СРЕДСТВО ОТ НОСТАЛЬГИИ
РАССКАЗЫ
ПОСЛЕДНИЙ ПОЕЗД
Город — далеко внизу, у подножья леса — казался почти вымершим. Пустые дома на пустых улицах; слепые глазницы окон отражали сияние послеполуденного солнца. И только у вокзала наблюдалось кое-какое движение, а перрон буквально кишел беженцами. С гор время от времени долетала артиллерийская канонада; тревожный гул волнами прокатывался по толпе, по-новому перетасовывая ее и смыкая плотнее, — так волны утрамбовывают прибрежный песок. Пучком травы лейтенант счистил грязь с сапог и спустился по крутому склону вниз.
Он сделал немалый крюк, чтобы попасть к буфету, но буфет был уже закрыт. Пройдя чуть дальше, он протолкался в привокзальный ресторан, но и здесь посетителей не обслуживали. За столиками расположились зажиточные семейства; эти люди доставали дорожные припасы не из узелков, а из кожаных саквояжей, поблескивавших монограммами, и запивали еду черным кофе из термосов. Лейтенант вернулся на перрон и отыскал табачный киоск. Здесь тоже было пусто, весь товар — несколько выцветших почтовых открыток с видом местной римско-католической приходской церкви, памятника Бему на фоне сберегательной кассы и обзорной вышки.

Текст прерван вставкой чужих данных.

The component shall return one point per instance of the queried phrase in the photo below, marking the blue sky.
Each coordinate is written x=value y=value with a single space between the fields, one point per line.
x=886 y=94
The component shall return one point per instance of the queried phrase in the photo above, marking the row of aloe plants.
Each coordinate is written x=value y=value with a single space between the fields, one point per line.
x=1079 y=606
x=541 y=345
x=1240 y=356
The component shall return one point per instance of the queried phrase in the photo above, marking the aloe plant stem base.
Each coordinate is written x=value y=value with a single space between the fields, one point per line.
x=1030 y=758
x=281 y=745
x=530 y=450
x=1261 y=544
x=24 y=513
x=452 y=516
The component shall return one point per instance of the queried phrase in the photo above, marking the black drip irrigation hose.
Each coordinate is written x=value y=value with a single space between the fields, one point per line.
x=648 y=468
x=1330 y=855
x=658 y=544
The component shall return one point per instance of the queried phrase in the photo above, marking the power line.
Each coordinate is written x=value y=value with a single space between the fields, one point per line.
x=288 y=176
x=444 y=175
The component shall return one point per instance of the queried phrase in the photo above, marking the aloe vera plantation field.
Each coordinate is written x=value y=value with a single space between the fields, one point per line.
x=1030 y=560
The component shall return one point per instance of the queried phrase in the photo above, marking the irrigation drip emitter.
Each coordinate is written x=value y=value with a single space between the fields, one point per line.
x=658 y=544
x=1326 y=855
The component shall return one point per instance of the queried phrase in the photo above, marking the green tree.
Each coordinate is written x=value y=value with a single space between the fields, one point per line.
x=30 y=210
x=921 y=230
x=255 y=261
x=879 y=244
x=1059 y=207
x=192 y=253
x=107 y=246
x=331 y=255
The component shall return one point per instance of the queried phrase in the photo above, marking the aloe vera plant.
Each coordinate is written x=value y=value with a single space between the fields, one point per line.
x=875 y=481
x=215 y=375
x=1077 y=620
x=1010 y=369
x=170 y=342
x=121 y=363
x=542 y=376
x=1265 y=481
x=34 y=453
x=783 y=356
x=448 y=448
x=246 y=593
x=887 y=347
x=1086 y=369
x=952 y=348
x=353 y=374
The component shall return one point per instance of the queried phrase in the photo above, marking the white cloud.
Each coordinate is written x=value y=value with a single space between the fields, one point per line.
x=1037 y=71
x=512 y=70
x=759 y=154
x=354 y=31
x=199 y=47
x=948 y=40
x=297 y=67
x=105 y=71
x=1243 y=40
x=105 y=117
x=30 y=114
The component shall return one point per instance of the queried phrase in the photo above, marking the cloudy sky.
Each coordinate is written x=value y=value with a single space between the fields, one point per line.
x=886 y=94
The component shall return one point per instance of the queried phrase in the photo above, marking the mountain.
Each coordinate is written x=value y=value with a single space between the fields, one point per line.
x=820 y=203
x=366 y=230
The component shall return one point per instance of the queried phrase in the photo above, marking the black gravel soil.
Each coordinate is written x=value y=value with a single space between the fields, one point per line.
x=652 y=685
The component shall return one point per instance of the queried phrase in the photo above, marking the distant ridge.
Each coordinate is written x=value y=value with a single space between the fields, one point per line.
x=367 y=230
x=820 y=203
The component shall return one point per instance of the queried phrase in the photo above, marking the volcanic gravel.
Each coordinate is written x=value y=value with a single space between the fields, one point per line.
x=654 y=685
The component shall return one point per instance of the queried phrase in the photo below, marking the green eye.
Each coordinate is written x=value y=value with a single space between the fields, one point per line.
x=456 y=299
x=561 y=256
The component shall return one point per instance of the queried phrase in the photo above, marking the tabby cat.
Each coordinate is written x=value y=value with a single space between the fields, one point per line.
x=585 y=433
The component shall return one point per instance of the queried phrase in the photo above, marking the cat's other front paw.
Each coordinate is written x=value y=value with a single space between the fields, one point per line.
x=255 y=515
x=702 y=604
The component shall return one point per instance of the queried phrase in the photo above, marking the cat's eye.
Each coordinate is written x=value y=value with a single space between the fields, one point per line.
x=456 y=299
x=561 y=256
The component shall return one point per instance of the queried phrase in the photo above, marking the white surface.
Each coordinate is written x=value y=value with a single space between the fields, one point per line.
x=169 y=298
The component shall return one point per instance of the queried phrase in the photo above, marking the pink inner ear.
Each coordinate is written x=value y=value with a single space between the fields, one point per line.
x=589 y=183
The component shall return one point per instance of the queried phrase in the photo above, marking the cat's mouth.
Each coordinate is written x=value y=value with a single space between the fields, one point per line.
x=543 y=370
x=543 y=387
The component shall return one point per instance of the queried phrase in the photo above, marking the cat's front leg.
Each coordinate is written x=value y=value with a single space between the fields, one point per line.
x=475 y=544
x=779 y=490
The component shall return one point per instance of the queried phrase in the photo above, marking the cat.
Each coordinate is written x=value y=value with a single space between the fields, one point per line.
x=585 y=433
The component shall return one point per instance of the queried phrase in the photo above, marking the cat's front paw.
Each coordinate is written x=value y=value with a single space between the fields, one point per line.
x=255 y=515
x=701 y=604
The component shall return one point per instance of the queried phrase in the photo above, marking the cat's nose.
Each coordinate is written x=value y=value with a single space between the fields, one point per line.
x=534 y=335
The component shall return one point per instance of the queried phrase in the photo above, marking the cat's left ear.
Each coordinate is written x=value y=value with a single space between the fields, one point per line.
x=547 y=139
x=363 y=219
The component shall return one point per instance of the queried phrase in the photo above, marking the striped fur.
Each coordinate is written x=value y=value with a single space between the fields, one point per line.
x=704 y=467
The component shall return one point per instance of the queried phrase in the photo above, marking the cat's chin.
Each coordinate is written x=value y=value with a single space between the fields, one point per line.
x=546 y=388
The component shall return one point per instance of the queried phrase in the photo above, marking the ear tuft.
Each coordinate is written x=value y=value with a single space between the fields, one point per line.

Однако продавщица находилась на месте; она подкрашивала губы, а глаза у нее были заплаканные.
— Сигарет не осталось? — спросил лейтенант.
— Только те, что в витрине.
— Они же, наверное, не продаются.
— Шутник вы, — женщина подняла на него мокрые от слез глаза. — Как по-вашему, для кого я их придерживаю?
Двое суток у него не было во рту сигареты. Он скупил все, что завалялось в киоске, рассовал пачки по карманам, закурил, жадно затянулся.
— Будет еще какой-нибудь поезд? — небрежно поинтересовался он.
— Разве что на Варад, — ответила продавщица.
— А когда он отправляется?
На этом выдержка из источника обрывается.